Cette fortune consiste, assure-t-on, en biens-fonds d'une valeur de 300,000 fr., et en une bibliothèque dans laquelle on ne compte pas moins de soixante mille volumes.

Le donateur est un sourd-muet, M. le baron Coquebert de Montbret, célibataire, appartenant à une famille fort riche, et dont l'unique plaisir était de collectionner des publications littéraires de toutes sortes. M. Coquebert de Montbret avait des manières rustiques; il fuyait la société pour vivre dans l'intimité de ses chers bouquins, et il était animé d'une telle ardeur pour la science, que, malgré son infirmité, il parvint à connaître à fond les langues et les littératures orientales. Sa passion favorite pour les livres fut souvent exploitée, aux dépens de sa fortune, par d'indignes spéculateurs, qui auraient dû respecter, au moins, son infirmité.

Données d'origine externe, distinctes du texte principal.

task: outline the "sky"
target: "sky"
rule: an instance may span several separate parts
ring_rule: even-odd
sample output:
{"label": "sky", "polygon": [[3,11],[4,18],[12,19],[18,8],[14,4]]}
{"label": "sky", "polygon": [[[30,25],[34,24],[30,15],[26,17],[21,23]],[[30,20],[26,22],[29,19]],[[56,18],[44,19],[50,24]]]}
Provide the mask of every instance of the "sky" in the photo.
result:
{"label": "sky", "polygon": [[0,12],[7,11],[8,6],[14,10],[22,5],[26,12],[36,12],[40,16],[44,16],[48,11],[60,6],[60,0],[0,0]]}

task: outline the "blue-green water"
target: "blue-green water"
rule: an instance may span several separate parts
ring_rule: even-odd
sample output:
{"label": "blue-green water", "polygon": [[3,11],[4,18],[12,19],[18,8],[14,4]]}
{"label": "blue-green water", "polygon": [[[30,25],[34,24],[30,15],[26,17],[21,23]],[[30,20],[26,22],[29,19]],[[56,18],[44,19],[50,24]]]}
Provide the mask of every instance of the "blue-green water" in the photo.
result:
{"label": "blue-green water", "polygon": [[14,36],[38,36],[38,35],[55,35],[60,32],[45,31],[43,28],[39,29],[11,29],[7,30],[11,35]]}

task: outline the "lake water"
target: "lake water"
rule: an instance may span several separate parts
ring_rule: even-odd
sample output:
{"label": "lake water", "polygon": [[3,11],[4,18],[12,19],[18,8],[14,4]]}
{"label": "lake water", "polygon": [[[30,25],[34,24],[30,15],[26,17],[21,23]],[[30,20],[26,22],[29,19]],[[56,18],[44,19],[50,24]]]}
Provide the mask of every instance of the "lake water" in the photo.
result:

Le Conseil Municipal de Rouen eut à délibérer sur le testament, dont la validité était contestée par les héritiers. Mme Brongniart, sœur de M. de Montbret, attaqua cet acte en nullité, se fondant sur ce que le testateur n'avait pas la plénitude de ses facultés intellectuelles au moment où il disposait de sa bibliothèque et de son patrimoine en faveur de la ville de Rouen. Sa passion pour les livres avait souvent entraîné M. de Montbret à consentir à des prix énormes pour l'acquisition de raretés bibliographiques; sa famille les considérait comme des prodigalités qui mettaient en péril sa fortune; elle voulut le protéger contre la rapacité des exploitateurs, lesquels pouvaient d'autant plus aisément abuser des fantaisies du bibliomane, qu'il était privé de la ressource ordinaire de débattre un marché verbalement, parce qu'il était sourd-muet, et elle obtint qu'il lui fût constitué un conseil judiciaire.